14 There are also models that generate word embeddings, as opposed to documentation embeddings, such as word2vec (Mikolov et al., “Efficient Estimation of Word Representations in Vector Space”, arXiv, v3, September 7, 2013) and GloVe (Pennington et al., “GloVe: Global Vectors for Word Representation”, the Stanford University Natural Language Processing Group (blog), 2014.
15 The term AI judge is not to be confused with the use case where AI is used as a judge in court.
16 In 2017, I presented at a NeurIPS workshop MEWR (Machine translation Evaluation metric Without Reference text), an evaluation method that leverages stronger language models to automatically evaluate machine translations. Sadly, I never pursued this line of research because life got in the way.

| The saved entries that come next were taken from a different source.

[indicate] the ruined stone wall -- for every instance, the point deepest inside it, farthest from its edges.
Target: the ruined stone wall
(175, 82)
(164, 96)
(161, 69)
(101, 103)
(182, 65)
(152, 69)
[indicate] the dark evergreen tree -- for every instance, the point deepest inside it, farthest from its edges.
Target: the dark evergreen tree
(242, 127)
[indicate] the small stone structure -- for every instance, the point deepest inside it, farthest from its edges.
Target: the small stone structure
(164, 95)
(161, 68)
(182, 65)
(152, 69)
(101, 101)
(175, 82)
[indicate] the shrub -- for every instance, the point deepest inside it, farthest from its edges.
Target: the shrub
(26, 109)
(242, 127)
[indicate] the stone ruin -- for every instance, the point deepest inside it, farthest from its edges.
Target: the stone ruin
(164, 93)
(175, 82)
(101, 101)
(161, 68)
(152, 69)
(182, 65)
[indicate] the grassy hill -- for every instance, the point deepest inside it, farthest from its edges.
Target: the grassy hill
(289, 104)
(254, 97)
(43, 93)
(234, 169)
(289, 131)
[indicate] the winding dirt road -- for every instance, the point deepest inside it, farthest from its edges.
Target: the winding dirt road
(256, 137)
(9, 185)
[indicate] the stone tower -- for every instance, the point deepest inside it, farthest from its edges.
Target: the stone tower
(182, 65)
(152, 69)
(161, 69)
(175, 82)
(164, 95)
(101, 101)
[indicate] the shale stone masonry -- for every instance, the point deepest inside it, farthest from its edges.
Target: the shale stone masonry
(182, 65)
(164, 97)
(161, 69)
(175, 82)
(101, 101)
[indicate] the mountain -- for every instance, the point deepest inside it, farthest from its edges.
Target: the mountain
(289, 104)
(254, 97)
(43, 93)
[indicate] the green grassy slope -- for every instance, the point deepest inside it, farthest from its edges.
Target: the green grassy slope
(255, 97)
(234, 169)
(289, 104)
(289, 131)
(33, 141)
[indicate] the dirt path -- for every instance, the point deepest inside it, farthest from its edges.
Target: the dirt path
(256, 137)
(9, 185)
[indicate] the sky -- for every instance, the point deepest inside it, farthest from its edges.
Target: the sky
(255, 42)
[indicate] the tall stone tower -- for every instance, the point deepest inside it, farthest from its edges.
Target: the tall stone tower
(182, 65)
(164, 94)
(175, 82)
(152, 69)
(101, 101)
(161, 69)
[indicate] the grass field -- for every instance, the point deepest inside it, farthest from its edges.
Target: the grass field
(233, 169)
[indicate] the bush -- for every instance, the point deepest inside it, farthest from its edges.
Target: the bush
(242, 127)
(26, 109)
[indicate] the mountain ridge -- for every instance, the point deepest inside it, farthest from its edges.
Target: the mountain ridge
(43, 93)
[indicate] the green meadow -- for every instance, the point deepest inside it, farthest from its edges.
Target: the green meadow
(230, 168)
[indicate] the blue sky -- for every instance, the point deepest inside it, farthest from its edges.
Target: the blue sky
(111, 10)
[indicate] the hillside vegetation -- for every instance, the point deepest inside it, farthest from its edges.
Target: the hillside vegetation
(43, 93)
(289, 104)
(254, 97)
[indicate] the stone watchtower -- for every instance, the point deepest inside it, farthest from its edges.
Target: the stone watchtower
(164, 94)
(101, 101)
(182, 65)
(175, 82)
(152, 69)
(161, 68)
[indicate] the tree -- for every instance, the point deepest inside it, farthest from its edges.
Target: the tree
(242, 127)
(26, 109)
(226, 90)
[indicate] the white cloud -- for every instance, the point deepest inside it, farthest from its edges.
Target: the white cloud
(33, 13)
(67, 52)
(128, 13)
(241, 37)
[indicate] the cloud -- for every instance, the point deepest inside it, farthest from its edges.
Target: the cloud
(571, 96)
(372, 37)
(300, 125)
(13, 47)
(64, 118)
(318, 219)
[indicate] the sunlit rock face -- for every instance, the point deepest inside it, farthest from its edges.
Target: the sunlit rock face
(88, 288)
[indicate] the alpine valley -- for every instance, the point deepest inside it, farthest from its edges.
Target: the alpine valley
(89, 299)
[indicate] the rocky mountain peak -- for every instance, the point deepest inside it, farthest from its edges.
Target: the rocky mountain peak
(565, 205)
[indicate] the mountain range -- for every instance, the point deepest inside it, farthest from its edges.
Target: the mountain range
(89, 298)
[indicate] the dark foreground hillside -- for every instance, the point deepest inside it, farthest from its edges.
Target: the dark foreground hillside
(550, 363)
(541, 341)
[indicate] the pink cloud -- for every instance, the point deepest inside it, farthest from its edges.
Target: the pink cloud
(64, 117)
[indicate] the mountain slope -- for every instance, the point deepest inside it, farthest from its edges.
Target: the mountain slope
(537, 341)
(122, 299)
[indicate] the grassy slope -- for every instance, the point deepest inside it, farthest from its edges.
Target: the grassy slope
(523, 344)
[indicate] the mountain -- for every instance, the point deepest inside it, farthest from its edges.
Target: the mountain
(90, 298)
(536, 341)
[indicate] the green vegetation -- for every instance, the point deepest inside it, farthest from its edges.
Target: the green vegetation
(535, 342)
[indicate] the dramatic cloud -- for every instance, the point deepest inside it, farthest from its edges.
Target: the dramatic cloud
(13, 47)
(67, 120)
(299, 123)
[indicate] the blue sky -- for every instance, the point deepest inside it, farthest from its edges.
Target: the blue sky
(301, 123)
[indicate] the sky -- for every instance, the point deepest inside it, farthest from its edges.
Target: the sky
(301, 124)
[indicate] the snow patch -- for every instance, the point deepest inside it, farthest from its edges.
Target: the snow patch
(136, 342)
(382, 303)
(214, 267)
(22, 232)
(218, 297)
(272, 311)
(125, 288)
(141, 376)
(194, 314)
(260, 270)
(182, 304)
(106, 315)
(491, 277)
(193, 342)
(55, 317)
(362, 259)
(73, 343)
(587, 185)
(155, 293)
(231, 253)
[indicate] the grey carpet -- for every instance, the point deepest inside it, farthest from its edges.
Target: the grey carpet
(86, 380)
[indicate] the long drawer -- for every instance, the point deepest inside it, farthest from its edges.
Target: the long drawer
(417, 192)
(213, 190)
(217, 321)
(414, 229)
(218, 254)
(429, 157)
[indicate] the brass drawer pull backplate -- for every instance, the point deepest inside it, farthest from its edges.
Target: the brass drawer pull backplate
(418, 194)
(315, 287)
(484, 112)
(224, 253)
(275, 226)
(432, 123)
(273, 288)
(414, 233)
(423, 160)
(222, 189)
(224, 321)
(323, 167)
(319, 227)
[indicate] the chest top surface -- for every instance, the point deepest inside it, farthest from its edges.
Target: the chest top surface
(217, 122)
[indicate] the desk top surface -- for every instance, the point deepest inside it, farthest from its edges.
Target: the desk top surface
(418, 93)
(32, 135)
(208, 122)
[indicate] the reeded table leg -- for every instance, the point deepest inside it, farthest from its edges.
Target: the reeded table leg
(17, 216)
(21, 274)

17 In some cases, evaluation can take up the majority of the budget, even more than response generation.
18 Spot-checking is the same as sampling.
19 Saito et al. (2023) found that humans tend to favor longer responses too, but to a much lesser extent.
20 This technique is sometimes referred to as self-critique or self-ask.
21 The BLEURT score range is confusing. It’s approximately between -2.5 and 1.0. This highlights the challenge of criteria ambiguity with AI judges: the score range can be arbitrary.
22 Such as using a Likert scale.
23 Even though Chatbot Arena stopped using the Elo rating algorithm, its developers, for a while, continued referring to their model ratings “Elo scores”. They scaled the resulting Bradley-Terry scores to make them look like Elo scores. The scaling is fairly complicated. Each score is multiplied by 400 (the scale used in Elo) and added to 1,000 (the initial Elo score). Then this score is rescaled so that the model Llama-13b has a score of 800.
24 As Chatbot Arena becomes more popular, attempts to game it have become more common. While no one has admitted to me that they tried to game the ranking, several model developers have told me that they’re convinced their competitors try to game it.